A question related to pole of a matrix( Pole defined in the question)

Question

For a $3\times 3$ matrix A, say that a point p on the on the unit sphere centred at the origin in $\mathbb{R}^3$ is a pole of A if Ap=p. Denote by $SO_3$ , the subgroup of $GL_{3}(\mathbb{R})$ consisting of all the orthogonal matrices with determinant 1.

(A) Show that if $A\in SO_3$ , then A has a pole.

(B) Let G be a subgroup of $SO_3$. Show that G acts on the set { $p\in \mathbb{S}^2$ | p is a pole for some matrix $A\in G$}

This question is from my abstract algebra assignment and I was unable to solve it.

For (A), I am sorry to say I don't have any clue. I have been given that for any matrix $AA^T= I = A^T A$ and det A=1. The problem is how to find such a p that satisfies Ap=p.

For (B), if G acts on the given set (say X) then I X =X and $(G_1 G_2) X = (G_1 )(G_2 X)$.

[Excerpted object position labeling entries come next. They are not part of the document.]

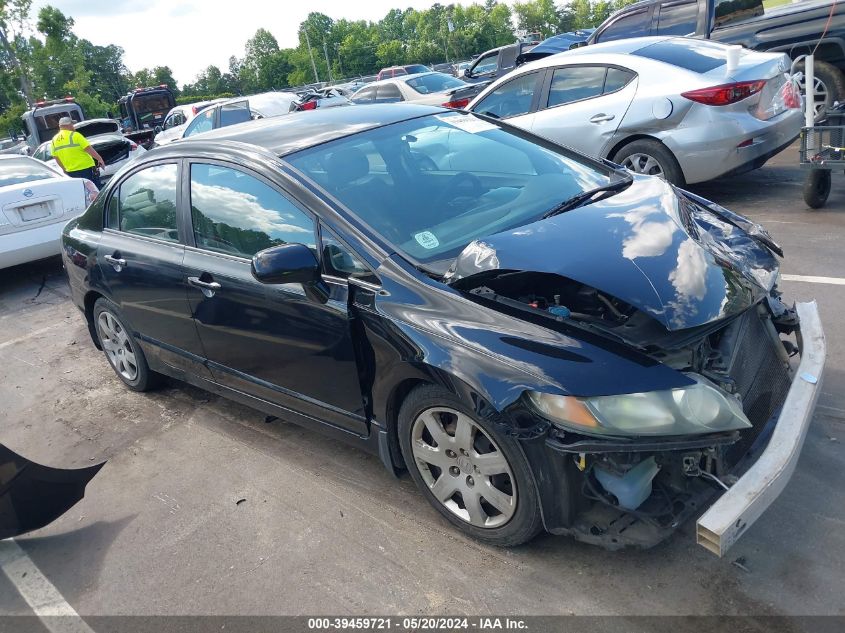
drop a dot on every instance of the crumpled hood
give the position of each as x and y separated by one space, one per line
681 259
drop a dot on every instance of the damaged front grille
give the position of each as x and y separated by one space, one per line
758 371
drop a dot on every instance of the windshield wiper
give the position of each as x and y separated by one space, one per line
582 198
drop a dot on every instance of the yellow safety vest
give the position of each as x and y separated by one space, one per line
69 147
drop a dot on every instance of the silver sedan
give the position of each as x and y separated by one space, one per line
671 107
423 88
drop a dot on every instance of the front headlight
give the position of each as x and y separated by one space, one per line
699 408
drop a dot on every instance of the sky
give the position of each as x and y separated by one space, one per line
189 35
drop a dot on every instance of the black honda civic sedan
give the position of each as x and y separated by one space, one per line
543 340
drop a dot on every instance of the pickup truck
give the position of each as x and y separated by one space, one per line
797 29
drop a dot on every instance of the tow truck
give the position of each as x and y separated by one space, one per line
144 109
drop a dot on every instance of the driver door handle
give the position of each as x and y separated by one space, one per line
117 262
208 287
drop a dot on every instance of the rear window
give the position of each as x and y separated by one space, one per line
426 84
17 171
695 55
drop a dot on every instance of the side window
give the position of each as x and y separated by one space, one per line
367 95
146 204
575 83
203 122
237 214
730 11
232 113
636 24
339 261
616 79
677 18
486 64
510 99
388 93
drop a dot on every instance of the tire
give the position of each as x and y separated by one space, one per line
830 82
121 348
650 157
817 188
493 497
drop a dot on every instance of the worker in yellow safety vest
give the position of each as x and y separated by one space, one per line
74 154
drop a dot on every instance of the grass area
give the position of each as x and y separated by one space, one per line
771 4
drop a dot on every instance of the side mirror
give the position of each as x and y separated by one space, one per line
286 264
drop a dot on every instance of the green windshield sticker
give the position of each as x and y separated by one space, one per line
427 239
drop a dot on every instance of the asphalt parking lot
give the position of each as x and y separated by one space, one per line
206 508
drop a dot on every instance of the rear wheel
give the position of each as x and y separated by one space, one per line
121 349
817 188
474 476
829 87
651 158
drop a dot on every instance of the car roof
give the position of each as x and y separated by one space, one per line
300 130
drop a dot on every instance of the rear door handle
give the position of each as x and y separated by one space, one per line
208 287
117 262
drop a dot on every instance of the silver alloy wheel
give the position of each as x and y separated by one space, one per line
117 346
464 468
820 91
640 163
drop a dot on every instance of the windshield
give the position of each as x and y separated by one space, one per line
435 82
433 184
17 171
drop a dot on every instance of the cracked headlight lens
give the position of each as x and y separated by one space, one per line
698 408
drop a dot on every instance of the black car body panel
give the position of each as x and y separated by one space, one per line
32 495
636 252
344 362
797 28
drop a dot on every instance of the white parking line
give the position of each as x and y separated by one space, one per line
33 334
836 281
40 594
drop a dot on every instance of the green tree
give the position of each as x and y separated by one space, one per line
13 15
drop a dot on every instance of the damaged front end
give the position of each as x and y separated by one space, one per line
692 287
33 496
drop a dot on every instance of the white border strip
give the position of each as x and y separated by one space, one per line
40 594
835 281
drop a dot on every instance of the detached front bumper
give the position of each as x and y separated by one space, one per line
728 518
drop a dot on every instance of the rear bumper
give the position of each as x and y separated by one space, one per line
729 517
709 149
31 244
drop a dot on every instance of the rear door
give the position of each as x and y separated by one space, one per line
581 106
270 341
140 257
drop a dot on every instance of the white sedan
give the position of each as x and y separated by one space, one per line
35 204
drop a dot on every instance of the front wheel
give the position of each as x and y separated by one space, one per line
121 348
477 478
817 188
652 158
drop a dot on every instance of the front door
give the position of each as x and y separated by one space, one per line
140 257
270 341
582 106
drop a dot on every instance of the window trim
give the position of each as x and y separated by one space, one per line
547 85
114 190
649 10
668 4
187 216
539 83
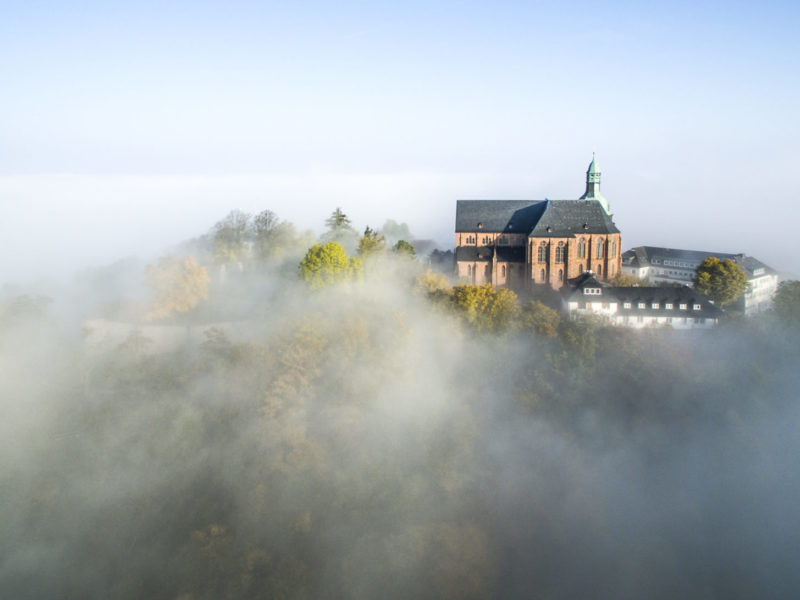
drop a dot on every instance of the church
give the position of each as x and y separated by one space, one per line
524 244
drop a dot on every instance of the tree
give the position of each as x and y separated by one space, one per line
230 235
443 261
325 264
786 303
395 231
432 284
178 285
338 221
371 243
403 248
537 317
271 236
723 281
486 308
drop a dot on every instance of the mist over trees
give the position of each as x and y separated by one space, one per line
304 433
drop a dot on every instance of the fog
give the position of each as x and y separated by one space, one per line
56 225
363 441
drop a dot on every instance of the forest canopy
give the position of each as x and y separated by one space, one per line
304 432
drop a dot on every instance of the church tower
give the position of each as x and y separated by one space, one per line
593 186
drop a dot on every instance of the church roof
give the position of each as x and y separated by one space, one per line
537 218
567 218
498 216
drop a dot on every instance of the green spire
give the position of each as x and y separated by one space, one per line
593 185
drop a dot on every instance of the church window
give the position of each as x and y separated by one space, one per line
599 249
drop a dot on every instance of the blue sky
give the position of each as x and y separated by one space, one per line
177 112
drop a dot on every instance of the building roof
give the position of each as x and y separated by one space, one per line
537 218
643 255
660 296
498 216
570 218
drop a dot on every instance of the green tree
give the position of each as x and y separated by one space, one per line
786 303
371 243
539 318
178 285
325 264
271 236
722 281
486 308
403 248
229 236
395 231
338 221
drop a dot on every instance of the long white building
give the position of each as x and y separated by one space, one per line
670 266
637 307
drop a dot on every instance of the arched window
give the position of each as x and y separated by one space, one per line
560 252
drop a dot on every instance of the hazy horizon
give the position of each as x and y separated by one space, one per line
131 128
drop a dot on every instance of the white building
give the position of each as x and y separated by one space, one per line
636 307
670 266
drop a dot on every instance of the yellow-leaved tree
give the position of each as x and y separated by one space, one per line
178 284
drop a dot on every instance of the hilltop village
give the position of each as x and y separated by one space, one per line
574 246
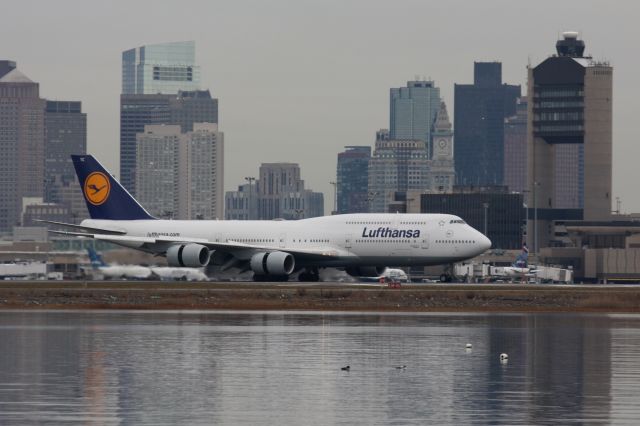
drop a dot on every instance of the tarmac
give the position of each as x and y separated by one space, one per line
325 296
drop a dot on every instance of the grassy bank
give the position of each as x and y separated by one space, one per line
323 296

then I p = p, but ${G_1}{ G_2 } p $ , but I can't write $G_2 p = G_2$ because p is pole of some matrix $A \in G$ not necessarily $G_2$. So, I got struck here.

Can you please guide?

Answer 1

For part a, it suffices to show that $\det(A - I) = 0$. Since you have already showed that $\det(A) = 1$, it suffices to note that $$ \begin{align} \det(A - I) &= \det(A^T) \det(A - I) \\ & = \det(A^TA - A) \\ &= \det(I - A) = \det(-(A - I)) = - \det(A - I). \end{align} $$ For part b, it suffices to note that every $p$ is a pole of the identity matrix $I \in G$.

Answer 2

if you are really clueless on a groups problem, a common technique is to step back and look at the generators of a group. In particular consider $O_n(\mathbb R)$. The generators of this group are Householder (reflection) matrices:
$H:= I - 2 \mathbf {xx}^T$ for some $\big \Vert \mathbf x\big \Vert_2=1$. You can verify that this reflection is in fact an involution i.e. $H^2=I$

By examining the eigenvalues or trace of an involution or using matrix determinant lemma (or the geometry) you can see
$\det\big(H\big)=-1$.

Every $Q \in O_n(\mathbb R)$ may be written as a product of at most $n$ Householder matrices (exercise).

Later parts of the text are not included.